Imagine the Ruckus When the Hypervisor Vendors Wake Up

It seems that most networking vendors consider the Flat Earth architectures the new bonanza. Everyone is running to join the gold rush, from Cisco’s FabricPath and Brocade’s VCS to HP’s IRF and Juniper’s upcoming QFabric. As always, the standardization bodies are following the industry with a large buffet of standards to choose from: TRILL, 802.1ag (SPB), 802.1Qbg (EVB) and 802.1bh (Port extenders).

The only viable argument the whole industry has for the push toward large(r) layer-2 domains is VM mobility – if you want to migrate a live virtual machine across the data center and retain its sessions, it has to stay in the same VLAN due to simplistic virtual switches offered by hypervisor vendors (be it VMware, Microsoft, Citrix or open-source community) and lack of session layer in the TCP/IP stack.

Imagine one of the hypervisor vendors eventually wakes up, realizes a server has two external connections (storage and network), and delivers IP-over-IP or MAC-over-IP connectivity (MPLS, mGRE with NHRP or even LISP would be better due to easy integration with existing hardware devices, but most vSwitch vendors would probably want to avoid any control plane investment).

All of a sudden, all we need in the Data Center is layer-3 connectivity designed and implemented using the same mechanisms we’ve been using for the last 30 years to build the (somewhat scalable) Internet. The only reason for the layer-2 gold rush is gone.

My Wild Speculations

I’m guessing that most vendors have already seen the writing on the wall. Glacial progress of 802.1Qbg and the (so far) empty promises of EVB support we hear from some vendors would certainly indicate that.

TRILL seems to be completed, but nobody has implemented it yet (although I’m positive HP will follow through on its promises now that the standards are ratified). The only two jumping on the TRILL-ish bandwagon so far are Cisco and Brocade, each one with a proprietary implementation (FabricPath and VCS Fabric).

802.1aq seems to be in a slightly better shape, but then it addresses a number of Service Provider problems as well, so it’s worth implementing just to get rid of the Spanning Tree Protocol in your SP-focused gear.

In the end, it will be interesting to see how many of the promised flat-earth features will eventually get implemented, particularly by those vendors that don’t invest much in R&D.

14 comments:

  1. Xen and KVM do live migration over TCP. If your storage is located on an iSCSI volume for example, there is no need for a flat network. The L2 requirement for migration comes mostly from VMWare.
  2. Vincent, the "same VLAN" requirement comes from the VM NIC perspective - if you want to keep TCP sessions, the VM must keep the same IP address, which usually means its NIC must stay in the same VLAN.

    VMware can move VM as long as both ESX hosts see the same storage (regardless of how SAN connectivity works) and vMotion traffic runs over TCP ... but if you move a VM to another subnet, its Ethernet connectivity is gone.
  3. So what do you think is keeping them? Maybe the fact that they pitch mainly to server people (who don't really want to learn IP and especially (God forbid!) MPLS?
  4. They'll implement something sensible only after they realize the current kludges are limiting their growth. That's why Amazon went down this very route years ago.

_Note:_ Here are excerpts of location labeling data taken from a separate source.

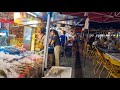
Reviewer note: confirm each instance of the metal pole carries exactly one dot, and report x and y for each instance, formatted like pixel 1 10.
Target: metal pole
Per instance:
pixel 45 57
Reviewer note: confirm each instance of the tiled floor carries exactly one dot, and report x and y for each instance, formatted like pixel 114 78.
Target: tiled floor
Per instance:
pixel 81 67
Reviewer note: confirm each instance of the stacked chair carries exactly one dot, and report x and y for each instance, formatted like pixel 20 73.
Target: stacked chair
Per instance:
pixel 101 61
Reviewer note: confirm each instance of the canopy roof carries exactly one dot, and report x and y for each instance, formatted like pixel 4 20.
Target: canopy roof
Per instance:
pixel 101 17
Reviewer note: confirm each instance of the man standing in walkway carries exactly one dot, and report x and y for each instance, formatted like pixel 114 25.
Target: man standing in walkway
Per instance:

    However, the commercial hypervisor vendors sell primarily to "small" environments (as compared to IaaS cloud providers like Amazon), where it doesn't really matter.
  5. Technology is a revolving door, where old becomes new, new becomes old, and around we go again when Vendors taste a flavour of the month coming along!
  6. Have you looked into Nicira at all? They are encapsulating the IP and I believe they have a kernel-level vSwitch module for Xen.

    -Loren
  7. I had a few interesting chats with Martin Casado (Nicira's CTO). When they're ready to tell me more about what they do, I'll blog about it.
  8. it just very well as listed....
  9. Looks like your players have been answered.

    http://www.ntt.co.jp/news2011/1108e/110802a.html
  10. Or, more accurately, "may" have been answered. :) These guys appear to be extremely secretive about what they do and how their stuff works.
  11. Pardon the dyslexia, pRayers that is, of course. ;)
  12. Citrix was the first to wake up. XenServer is enabled for OpenFlow already because it uses the Open vSwitch. Citrix is doing some interesting things with the OpenFlow startups (e.g. Nicira, BigSwitch).
  13. Force10 Networks has TRILL support now.
  14. Does it? Link to documentation?

    I know the support has been _announced_ around Interop, but that's not the same as shipping TRILL-compliant products.